In deliverable 7.2 (to be published end of 2024), we complemented those recommendations by collecting feedback from SERENDI PV partners based on their own experience with different aspects of data collection, exchange and storage as well as feedback from external stakeholders to the projects collected through a survey.
Cloud vs on-premises to store and process data
Cloud computing is a must-have in any modern data processing and storage platform. They allow fast and easy scalability and access to modern IT stacks at a reasonable cost.
Aspect |
Cloud |
On-premises |
Scalability |
Easily scalable (purchase of more storage/computing) |
Requires procurement and configuration of additional hardware |
Redundancy |
Easily configured with geographical separation. Most cloud providers have data centers in many countries. |
Requires procurement of additional hardware and premises. You might need to have a second location to store data in case of any hazards happening at the first location. |
Supervision |
Tools are available off the shelf. |
Requires to be set-up. It might be cumbersome in case of many tools from many vendors. |
Data security |
Certified security with major solutions, reliant on third-party. |
Dependent on own measures and policies, enables tighter control. |
Data compliance (e.g. GDPR) |
Configurable, but reliant on third party. |
Dependent on own measures and policies but easily demonstrable. |
Connectivity |
Requires internet connection |
Requires connection to the local network or the internet. Ability to continue operations while disconnected from internet. |
Datalake/SQL database
Datalake
IIoT raw data are usually stored locally before being sent to the Cloud (partly or fully depending on the needs/volume) into cheap Cloud storage (such as S3 in AWS, BlobStorage/DataLake in Azure…). This data tends to be large, bringing in large quantities of variables and with a low time periodicity. To have an easy and fast access on this plant data, time-series databases such as TimescaleDB, InfluxDB… can be an option or some cloud services as Azure Times-Series Insights (https://azure.microsoft.com/en-gb/services/time-series-insights/#product-overview) or Amazon Timestream (https://aws.amazon.com/timestream)
SQL database
Cloud/Managed SQL Databases: having SQL database to store results from data matching and analysis from the raw data is very practical. Those are usually already focused on useful data, and their volume is therefore much less than the raw data. The use of databases allows a faster and simpler handling and can be used to set up your own, more controlled acquisition systems, such as an API service. Databases can also be used for all “static” or “almost-static” data.
Data exchange
Data transfer solutions and protocols are needed to enable simple, fast and reliable, exchange of data. The type of transfer depends on several factors including the quantity of data to be transferred, its format, the required security, and speed.

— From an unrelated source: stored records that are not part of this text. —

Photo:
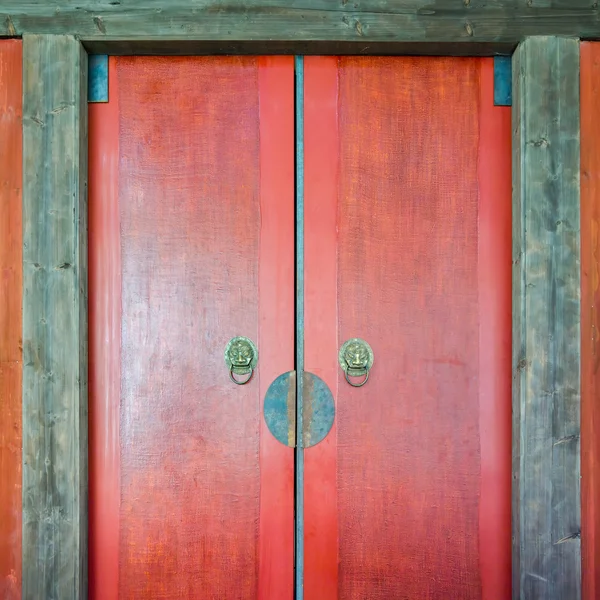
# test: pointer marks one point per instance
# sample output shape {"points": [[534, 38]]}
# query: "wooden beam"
{"points": [[330, 26], [546, 321], [54, 318]]}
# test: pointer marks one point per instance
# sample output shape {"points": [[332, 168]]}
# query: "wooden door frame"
{"points": [[546, 278]]}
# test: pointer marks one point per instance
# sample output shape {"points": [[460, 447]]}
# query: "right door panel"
{"points": [[408, 246]]}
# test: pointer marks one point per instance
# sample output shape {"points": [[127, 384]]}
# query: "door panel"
{"points": [[191, 205], [407, 167]]}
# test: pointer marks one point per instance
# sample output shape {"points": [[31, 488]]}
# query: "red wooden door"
{"points": [[408, 246], [191, 237]]}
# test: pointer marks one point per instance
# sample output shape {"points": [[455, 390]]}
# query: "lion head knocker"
{"points": [[356, 360], [241, 357]]}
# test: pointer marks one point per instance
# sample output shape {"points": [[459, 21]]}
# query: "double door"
{"points": [[296, 204]]}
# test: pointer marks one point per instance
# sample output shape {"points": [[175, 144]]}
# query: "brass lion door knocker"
{"points": [[241, 357], [356, 359]]}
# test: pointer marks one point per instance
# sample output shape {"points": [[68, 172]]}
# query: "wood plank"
{"points": [[11, 243], [590, 318], [54, 318], [546, 320], [487, 26]]}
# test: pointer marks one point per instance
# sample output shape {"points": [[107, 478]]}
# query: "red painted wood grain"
{"points": [[104, 305], [11, 283], [495, 339], [276, 314], [397, 197], [590, 319], [205, 244]]}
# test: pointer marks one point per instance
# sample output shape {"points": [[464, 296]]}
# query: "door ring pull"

HTTP REST API for small data
HTTP REST API is a very common standard for data exchange with many tools and libraries proposing it. Most Cloud provider provides API endpoints that can scale according to load and can be called efficiently in a parallel mode. Recent API endpoints use standardized JSON data structures in request or response payloads.

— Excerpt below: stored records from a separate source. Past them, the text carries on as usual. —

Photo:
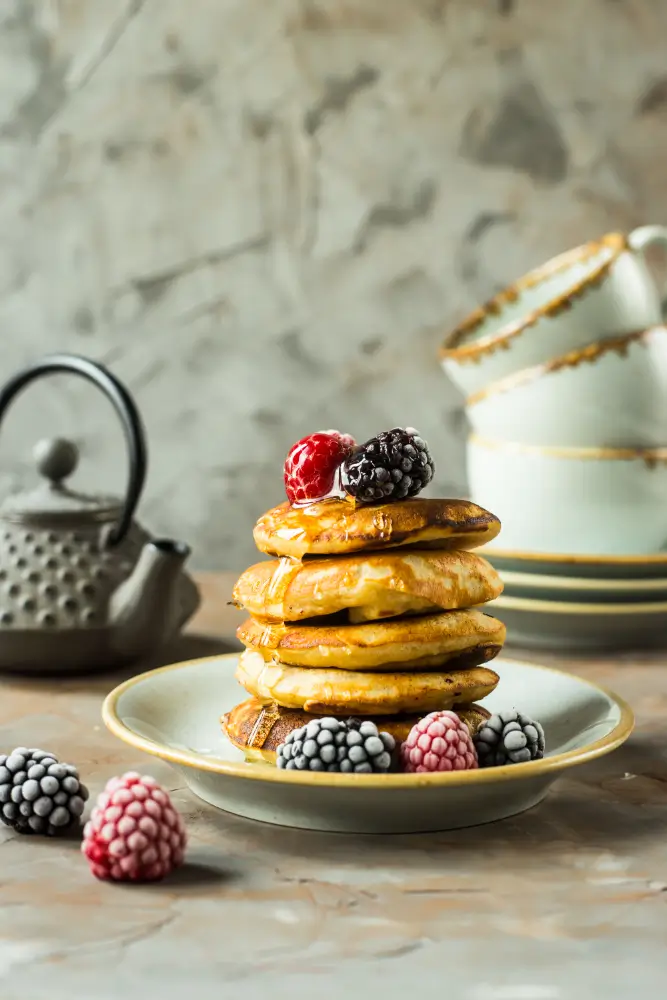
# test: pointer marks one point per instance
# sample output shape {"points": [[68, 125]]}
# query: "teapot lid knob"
{"points": [[56, 458]]}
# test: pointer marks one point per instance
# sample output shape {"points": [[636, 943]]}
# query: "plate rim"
{"points": [[255, 772], [508, 602], [517, 578], [602, 559]]}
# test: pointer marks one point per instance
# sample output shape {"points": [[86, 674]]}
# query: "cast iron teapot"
{"points": [[82, 585]]}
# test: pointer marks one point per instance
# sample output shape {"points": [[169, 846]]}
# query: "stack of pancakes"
{"points": [[368, 610]]}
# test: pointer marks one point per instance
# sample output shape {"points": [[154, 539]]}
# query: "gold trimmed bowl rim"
{"points": [[540, 581], [581, 558], [256, 772], [566, 362], [537, 604], [581, 453], [458, 347]]}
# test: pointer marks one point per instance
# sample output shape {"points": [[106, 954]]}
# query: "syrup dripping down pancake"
{"points": [[337, 527], [370, 586], [350, 692], [395, 644]]}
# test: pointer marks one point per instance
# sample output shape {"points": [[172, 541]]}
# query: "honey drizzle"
{"points": [[281, 578], [266, 720]]}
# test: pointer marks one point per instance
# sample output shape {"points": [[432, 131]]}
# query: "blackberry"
{"points": [[38, 794], [509, 738], [394, 465], [330, 744]]}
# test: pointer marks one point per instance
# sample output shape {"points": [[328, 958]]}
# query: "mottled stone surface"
{"points": [[262, 215], [566, 902]]}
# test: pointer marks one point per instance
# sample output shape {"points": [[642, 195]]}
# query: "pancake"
{"points": [[258, 730], [397, 644], [348, 692], [336, 527], [374, 585]]}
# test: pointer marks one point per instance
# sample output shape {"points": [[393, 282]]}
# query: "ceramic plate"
{"points": [[569, 626], [173, 713], [630, 567], [582, 589]]}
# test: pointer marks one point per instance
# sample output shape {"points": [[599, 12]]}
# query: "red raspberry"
{"points": [[312, 464], [439, 742], [134, 833]]}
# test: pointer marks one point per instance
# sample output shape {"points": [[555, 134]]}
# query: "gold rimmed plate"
{"points": [[633, 566], [173, 713], [581, 588], [583, 626]]}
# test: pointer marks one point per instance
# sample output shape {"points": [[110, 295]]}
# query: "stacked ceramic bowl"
{"points": [[565, 376]]}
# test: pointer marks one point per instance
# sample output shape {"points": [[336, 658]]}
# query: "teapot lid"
{"points": [[56, 459]]}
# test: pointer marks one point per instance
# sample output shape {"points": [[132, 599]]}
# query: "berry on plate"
{"points": [[439, 742], [312, 466], [134, 833], [391, 466], [509, 738], [329, 744]]}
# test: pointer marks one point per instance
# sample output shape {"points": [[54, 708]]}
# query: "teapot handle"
{"points": [[125, 407]]}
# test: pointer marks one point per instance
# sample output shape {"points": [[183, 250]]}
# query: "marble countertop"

SFTP or Cloud storage for large data
In case the data are on-premises, Secure File Transfer Protocol (SFTP) from the server is the recommended options.

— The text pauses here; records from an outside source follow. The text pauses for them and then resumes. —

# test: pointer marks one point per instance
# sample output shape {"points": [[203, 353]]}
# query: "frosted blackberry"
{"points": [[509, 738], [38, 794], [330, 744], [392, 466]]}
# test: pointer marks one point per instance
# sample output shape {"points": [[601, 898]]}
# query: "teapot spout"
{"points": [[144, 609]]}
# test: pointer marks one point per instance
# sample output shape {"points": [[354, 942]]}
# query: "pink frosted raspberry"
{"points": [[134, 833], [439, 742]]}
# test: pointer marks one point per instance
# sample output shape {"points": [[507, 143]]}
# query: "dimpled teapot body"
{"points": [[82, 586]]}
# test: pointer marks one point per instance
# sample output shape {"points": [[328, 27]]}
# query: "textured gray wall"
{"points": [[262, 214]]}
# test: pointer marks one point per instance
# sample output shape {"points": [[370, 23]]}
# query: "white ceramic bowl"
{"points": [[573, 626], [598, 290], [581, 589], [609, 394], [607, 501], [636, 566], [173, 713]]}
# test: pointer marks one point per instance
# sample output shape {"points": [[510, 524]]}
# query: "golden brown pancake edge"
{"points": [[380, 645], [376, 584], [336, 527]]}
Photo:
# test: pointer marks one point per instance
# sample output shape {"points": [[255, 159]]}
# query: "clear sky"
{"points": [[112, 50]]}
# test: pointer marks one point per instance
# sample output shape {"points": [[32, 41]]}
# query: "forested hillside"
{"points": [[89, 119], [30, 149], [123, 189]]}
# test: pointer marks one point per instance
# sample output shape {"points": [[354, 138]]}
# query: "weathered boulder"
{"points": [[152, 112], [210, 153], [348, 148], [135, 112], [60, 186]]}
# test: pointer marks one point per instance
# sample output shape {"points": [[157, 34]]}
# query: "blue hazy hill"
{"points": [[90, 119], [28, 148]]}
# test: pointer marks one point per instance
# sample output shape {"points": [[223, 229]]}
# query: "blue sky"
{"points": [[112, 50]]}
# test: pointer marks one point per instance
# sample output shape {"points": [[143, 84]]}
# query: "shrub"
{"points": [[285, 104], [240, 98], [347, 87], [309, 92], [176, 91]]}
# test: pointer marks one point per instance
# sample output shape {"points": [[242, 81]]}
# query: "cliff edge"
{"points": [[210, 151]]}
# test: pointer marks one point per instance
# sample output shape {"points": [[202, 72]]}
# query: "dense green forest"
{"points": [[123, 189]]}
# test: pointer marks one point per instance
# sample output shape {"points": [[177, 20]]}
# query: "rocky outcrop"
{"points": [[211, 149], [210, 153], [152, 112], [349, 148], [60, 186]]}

Cloud services offer temporary data sharing using a “temporary key” that expires after a given date. It allows to share data for only few hours/days to only a set of people to avoid exposing those data later in case the “key” get stolen.
File format for exchange
There are 2 categories of file format: human and not human readable. Performance wise it is usually better to use not human readable format as there are more compact and are sometimes very well optimized for some use cases (columnar storage, hierarchical data, sparse matrix…).
Human readable
The most common human readable file format are CSV, JSON and XML. From 2010, most people moved from XML to JSON as it is easier to use and have less constraints.
Not human readable
The main advantage of non-human readable format is that the data types are handled properly if the code also uses the proper types. Many mistakes are then avoided regarding type conversion.
There are many not human readable files format targeted to different usages. The two most useful in the energy field:
- Apache PARQUET: recently the PARQUET columnar storage has had a lot of tractions. It is used in the Big Data eco system widely. It is fast to read data and allow parallelism on the data too. More details here: https://en.wikipedia.org/wiki/Apache_Parquet. There is an effort to move forward with the Apache Arrow project: https://en.wikipedia.org/wiki/Apache_Arrow
- HDF / NetCDF: there are older file format, initially designed for super computing and complex type as arrays. They have very good performance. https://en.wikipedia.org/wiki/Hierarchical_Data_Format
Data granularity
Having data periodicity from 5 to 15 minutes is usually enough for most photovoltaic use-cases:
- Actual Energy data (PV production, site consumption) from customers, potentially linked with forecasted/actual irradiation/temperature
- PV model to forecast PV energy for the next hours/days and/or PV simulation data to evaluate a PV project
- Performance analysis: from 15 minutes to longer time ranges (daily, weekly, monthly, quarterly or yearly).
Sometimes, second resolution or lower is needed to be able to take decisions to address use-cases related to system services or energy demand.